The Grimaldi Group’s West Africa Direct Service sails from Boston to the countries of Senegal, Ghana, Togo, Benin, and Nigeria, and provides connecting service on other Grimaldi vessels to Angola, Gambia, Guinea, Sierra Leone, the Ivory Coast, Western Ghana, Cameroon, and the Congo. In addition to Boston, the Grimaldi Group’s West Africa Direct Service will also call other US ports, such as New York, Baltimore, and Jacksonville.
The Port of Boston is one of only a handful of North American ports to add new service this year.
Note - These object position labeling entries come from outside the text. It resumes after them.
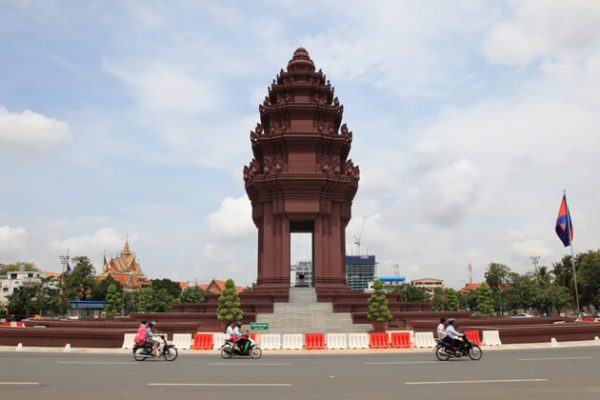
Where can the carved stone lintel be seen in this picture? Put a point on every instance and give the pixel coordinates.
(353, 171)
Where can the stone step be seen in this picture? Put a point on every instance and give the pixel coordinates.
(303, 314)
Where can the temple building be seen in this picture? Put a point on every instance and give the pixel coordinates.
(126, 270)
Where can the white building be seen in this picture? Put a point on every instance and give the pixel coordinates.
(12, 280)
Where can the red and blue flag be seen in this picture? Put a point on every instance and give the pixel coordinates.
(564, 225)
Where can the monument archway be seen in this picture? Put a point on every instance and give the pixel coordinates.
(300, 179)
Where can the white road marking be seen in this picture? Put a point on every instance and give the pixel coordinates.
(554, 358)
(224, 384)
(480, 381)
(252, 364)
(19, 383)
(96, 363)
(404, 362)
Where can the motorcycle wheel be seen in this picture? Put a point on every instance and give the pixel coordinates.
(170, 354)
(441, 354)
(138, 354)
(475, 353)
(256, 353)
(226, 352)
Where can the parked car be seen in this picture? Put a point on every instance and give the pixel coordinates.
(521, 315)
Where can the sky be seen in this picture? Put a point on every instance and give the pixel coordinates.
(131, 119)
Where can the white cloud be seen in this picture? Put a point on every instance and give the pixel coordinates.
(12, 241)
(28, 130)
(230, 248)
(167, 88)
(92, 245)
(545, 30)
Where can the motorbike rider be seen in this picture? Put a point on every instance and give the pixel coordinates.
(441, 331)
(150, 337)
(232, 333)
(455, 336)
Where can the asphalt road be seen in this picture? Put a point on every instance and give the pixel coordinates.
(571, 373)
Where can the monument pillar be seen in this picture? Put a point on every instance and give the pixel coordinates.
(300, 179)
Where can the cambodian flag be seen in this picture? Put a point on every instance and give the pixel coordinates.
(564, 225)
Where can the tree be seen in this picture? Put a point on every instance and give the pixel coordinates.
(146, 300)
(17, 266)
(588, 277)
(485, 301)
(496, 277)
(172, 288)
(155, 300)
(543, 276)
(78, 283)
(113, 298)
(452, 303)
(22, 301)
(192, 294)
(378, 310)
(438, 303)
(130, 301)
(229, 307)
(100, 289)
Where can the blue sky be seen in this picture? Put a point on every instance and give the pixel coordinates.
(131, 119)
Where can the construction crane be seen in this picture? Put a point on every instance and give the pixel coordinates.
(359, 237)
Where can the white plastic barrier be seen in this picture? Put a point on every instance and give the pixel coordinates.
(293, 341)
(358, 340)
(337, 341)
(424, 339)
(218, 340)
(128, 341)
(182, 341)
(270, 341)
(491, 338)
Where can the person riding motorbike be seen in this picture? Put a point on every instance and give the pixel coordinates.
(233, 333)
(441, 331)
(455, 340)
(150, 337)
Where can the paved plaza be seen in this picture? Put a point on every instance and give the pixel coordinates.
(523, 374)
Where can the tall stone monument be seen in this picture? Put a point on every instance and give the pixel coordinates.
(300, 179)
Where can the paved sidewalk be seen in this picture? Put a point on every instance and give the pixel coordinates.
(523, 346)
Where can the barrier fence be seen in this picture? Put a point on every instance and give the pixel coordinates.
(321, 341)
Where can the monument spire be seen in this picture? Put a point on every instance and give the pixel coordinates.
(300, 179)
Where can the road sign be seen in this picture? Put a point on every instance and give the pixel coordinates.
(259, 326)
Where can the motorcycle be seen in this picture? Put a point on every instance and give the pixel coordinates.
(164, 350)
(444, 351)
(245, 347)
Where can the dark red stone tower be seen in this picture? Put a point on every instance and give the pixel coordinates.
(301, 179)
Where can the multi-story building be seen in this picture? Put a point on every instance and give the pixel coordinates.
(17, 279)
(428, 284)
(360, 271)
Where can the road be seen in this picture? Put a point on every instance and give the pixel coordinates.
(571, 373)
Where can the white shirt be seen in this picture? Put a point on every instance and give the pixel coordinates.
(232, 332)
(453, 333)
(441, 331)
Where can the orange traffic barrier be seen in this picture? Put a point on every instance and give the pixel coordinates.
(379, 340)
(203, 341)
(401, 340)
(473, 337)
(314, 341)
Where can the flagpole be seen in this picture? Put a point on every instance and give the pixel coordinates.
(569, 230)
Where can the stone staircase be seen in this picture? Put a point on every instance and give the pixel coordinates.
(303, 314)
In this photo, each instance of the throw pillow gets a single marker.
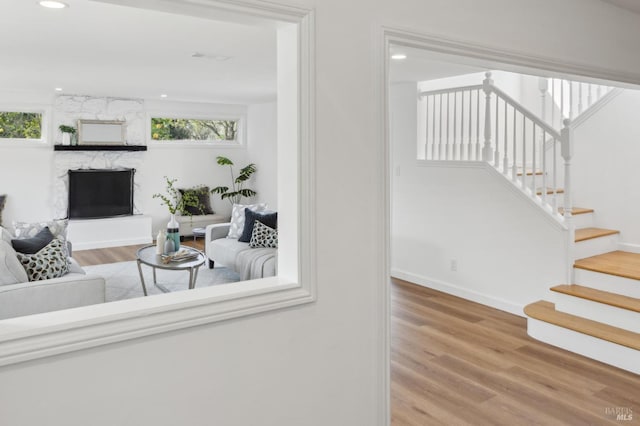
(50, 262)
(35, 244)
(237, 218)
(204, 201)
(3, 199)
(11, 270)
(270, 219)
(263, 236)
(29, 230)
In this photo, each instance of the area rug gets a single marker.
(123, 279)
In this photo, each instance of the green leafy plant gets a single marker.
(237, 190)
(67, 129)
(177, 201)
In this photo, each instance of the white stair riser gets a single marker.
(591, 347)
(596, 246)
(606, 282)
(584, 220)
(606, 314)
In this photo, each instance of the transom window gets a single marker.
(180, 129)
(20, 125)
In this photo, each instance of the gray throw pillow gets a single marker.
(50, 262)
(263, 236)
(57, 227)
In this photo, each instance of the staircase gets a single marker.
(599, 315)
(597, 312)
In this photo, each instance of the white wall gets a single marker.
(319, 364)
(262, 150)
(507, 253)
(605, 166)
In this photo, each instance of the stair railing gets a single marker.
(462, 126)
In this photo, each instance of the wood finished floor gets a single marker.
(454, 362)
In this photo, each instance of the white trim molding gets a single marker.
(44, 335)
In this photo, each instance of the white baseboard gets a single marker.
(492, 301)
(110, 232)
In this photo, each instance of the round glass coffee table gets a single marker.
(147, 256)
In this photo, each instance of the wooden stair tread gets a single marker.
(576, 210)
(605, 297)
(583, 234)
(546, 311)
(619, 263)
(550, 191)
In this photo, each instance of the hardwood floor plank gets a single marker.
(531, 382)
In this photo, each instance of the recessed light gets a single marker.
(53, 4)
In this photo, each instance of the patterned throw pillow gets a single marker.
(237, 218)
(263, 236)
(29, 230)
(50, 262)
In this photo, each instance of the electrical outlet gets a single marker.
(454, 265)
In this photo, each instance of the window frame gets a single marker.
(45, 133)
(239, 142)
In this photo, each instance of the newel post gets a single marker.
(487, 87)
(566, 137)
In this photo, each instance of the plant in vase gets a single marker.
(175, 202)
(68, 133)
(237, 190)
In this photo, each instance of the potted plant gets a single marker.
(175, 202)
(67, 133)
(237, 190)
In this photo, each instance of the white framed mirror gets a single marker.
(101, 132)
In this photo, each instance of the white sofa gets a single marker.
(19, 297)
(249, 263)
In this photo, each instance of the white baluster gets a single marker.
(505, 157)
(544, 166)
(514, 168)
(571, 99)
(462, 125)
(448, 147)
(553, 102)
(496, 159)
(561, 99)
(426, 129)
(478, 125)
(440, 144)
(470, 117)
(487, 152)
(533, 159)
(524, 152)
(433, 129)
(567, 154)
(543, 86)
(579, 98)
(455, 150)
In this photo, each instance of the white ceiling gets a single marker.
(93, 48)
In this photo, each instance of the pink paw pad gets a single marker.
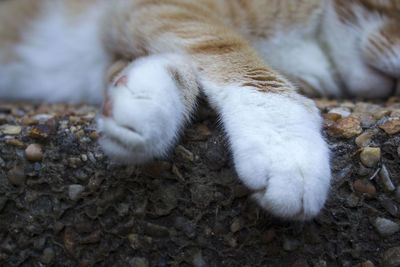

Just last month, CMA CGM (America) LLC, the third largest global steamship line, began new container service at Conley Container Terminal in South Boston. The “Black Pearl” service connects Boston with more than 50 new trade destinations via its trans-shipment hub in Kingston, Jamaica. At Kingston, containers are transferred between the Boston ship and CMA CGM vessels sailing to nations in the Caribbean, Central America, South America, Mexico, Europe, the Middle East, Africa, Australia and New Zealand.
The Port of Boston is also served twice weekly by Mediterranean Shipping Company (MSC) with North Europe and Mediterranean direct services, and weekly by China Ocean Shipping Company (COSCO) and its vessel sharing partners, “K” Line, Yang Ming Line, and Hanjin providing direct service between Boston and ports in China. Columbia Coastal Transport provides a weekly barge service between Boston and New York carrying containers from other steamship lines moving cargo in and out of the New England market.
Boston Autoport leases nearly 80 acres of land from Massport for its bulk and automobile cargoes. It currently handles about 60,000 autos per year, including used vehicles for export, new imported Subarus, and dealer storage and export programs. Additionally more than 250,000 tons of salt are imported annually and stockpiled on the site. Boston Autoport is also Boston’s largest marine fueling facility for commercial vessels and pleasure craft.
The Port of Boston’s activity supports 34,000 jobs, and contributes more than $2 billion to the local, regional, and national economies through direct, indirect, and induced impact. In 2008, the Port of Boston handled nearly 15 million metric tons of cargo. The Port of Boston is the oldest continually active major port in the Western Hemisphere. Top imports include: alcoholic beverages, frozen seafood, footwear and furniture. Top exports include: hides and skins, autos, logs and lumber, frozen seafood, paper including waste paper, and scrap metal.